Vergossene Milch

Natürlich ist einfach, im Nachhinein die Goldverkäufe von damals harsch zu kritisieren. Doch das ist vergossene Milch. Spannender ist die Frage, ob die SNB heute wieder Goldkäufe prüfen sollte, zumal sich ihre Bilanz seit der Finanzkrise 2008 aufgrund der ausgedehnten Devisenkäufe im Kampf gegen die Frankenstärke vervielfacht hat, der Goldbestand aber unverändert 1040 Tonnen beträgt.

Dieser Thematik hat sich auch der unabhängige Ökonom Adriel Jost in seiner Kolumne von Mitte September in der «Bilanz« angenommen. Sein Ausgangspunkt ist die Beobachtung, dass die SNB im Kampf gegen den harten Franken offenbar lieber Anleihen von Staaten erwirbt, deren Schulden nicht nachhaltig sind (er denkt dabei wohl an die USA und gewisse europäische Länder), als Gold.

Mut zur Unabhängigkeit

Jost untersucht verschiedene Argumente, unter anderem dasjenige der Handelbarkeit (Liquidität), vermutet aber den wahren Grund für dieses Verhalten anderswo. Goldkäufe wären ein Misstrauensvotum gegen andere Länder, und die SNB wolle ihren ausländischen Zentralbankkollegen nicht auf die Füsse treten. «Es ist zu hoffen, dass das Direktorium den Mut zu dieser Unabhängigkeit bald findet», schliesst Jost seine Kolumne.

Eine solche gedankliche Unabhängigkeit des Direktoriums könnte auch die institutionelle Unabhängigkeit der SNB stärken. Ausländische Staaten könnten nämlich Druck auf die Schweiz ausüben, dass die SNB ihre Staatsanleihen halten müsse, weil sich sonst ihre Refinanzierungskosten erhöhten.

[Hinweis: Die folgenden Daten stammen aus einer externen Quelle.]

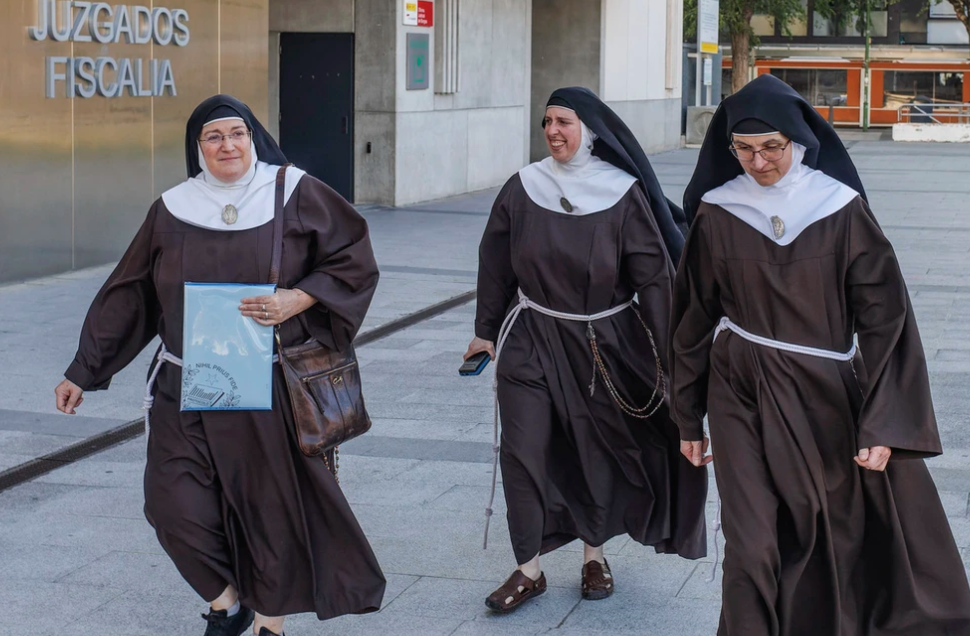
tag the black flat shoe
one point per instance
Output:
(222, 625)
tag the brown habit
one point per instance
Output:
(574, 466)
(815, 545)
(231, 497)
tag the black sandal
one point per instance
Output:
(597, 580)
(221, 624)
(514, 592)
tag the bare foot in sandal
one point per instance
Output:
(515, 591)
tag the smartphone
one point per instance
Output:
(475, 364)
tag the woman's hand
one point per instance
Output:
(280, 307)
(68, 397)
(694, 452)
(874, 458)
(477, 345)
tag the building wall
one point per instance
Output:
(77, 176)
(641, 69)
(375, 89)
(448, 144)
(300, 16)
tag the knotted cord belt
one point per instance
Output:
(644, 412)
(726, 324)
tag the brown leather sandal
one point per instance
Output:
(597, 581)
(514, 592)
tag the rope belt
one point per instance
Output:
(163, 357)
(523, 304)
(726, 324)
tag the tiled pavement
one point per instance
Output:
(418, 481)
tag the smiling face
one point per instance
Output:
(564, 133)
(762, 170)
(229, 158)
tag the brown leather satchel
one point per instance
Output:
(323, 385)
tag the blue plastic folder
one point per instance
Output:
(227, 358)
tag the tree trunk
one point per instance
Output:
(740, 52)
(962, 8)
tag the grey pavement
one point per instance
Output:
(418, 482)
(426, 254)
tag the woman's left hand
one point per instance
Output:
(281, 306)
(874, 458)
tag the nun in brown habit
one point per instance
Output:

Und im Inland ist die Anlagepolitik der SNB schon seit Jahren ein Einfallstor für politische Begehrlichkeiten, die insbesondere in Richtung Nachhaltigkeit zielen.

Anlagepolitik als Einfallstor für politische Begehrlichkeiten

Die Denkfabrik Avenir Suisse hat denn auch Mitte September in einer Auslegeordnung zur Unabhängigkeit der SNB gefordert, dass die SNB in ihrer Anlagepolitik verpflichtet wird, breit und neutral in Aktien und Unternehmensanleihen zu investieren, d.h. ohne Ausschlüsse und Filter aufgrund von Nachhaltigkeitskriterien oder anderen politischen Anliegen.

Leider blendet Avenir Suisse dabei die besondere Rolle des Goldes aus, einer Anlageform ohne Gegenparteirisiko, mit einer vergleichsweise schwachen Lobby und die ingesamt wenig Angriffsfläche bietet (abgesehen von der erwähnten Kontroverse um die nachrichtenlosen Vermögen in den Neunzigerjahren, als mit den Begriffen Raubgold und Totengold operiert wurde).

Ist Gold heute zu teuer?

Natürlich darf und kann man sich darüber streiten, ob der Zeitpunkt für Goldkäufe der SNB günstig wäre. Gold kann indes als Versicherung gegen schwere politische und wirtschaftliche Krisen, gegen Verwerfungen des Finanz- und Währungssystems betrachtet werden.

In dieser Interpretation ist der Goldpreis die Prämie, die man für diese Absicherung bezahlt. Und ist diese Prämie hoch, bedeutet das nichts anderes, als dass der Markt die Wahrscheinlichkeit für eine schwere Krise nicht als vernachlässigbar einstuft.

Das sollten eigentlich genügend Gründe für die SNB sein, sich nach einem Vierteljahrhundert erneut eingehend mit der Goldfrage zu beschäftigen; diesmal einfach mit umgekehrtem Vorzeichen.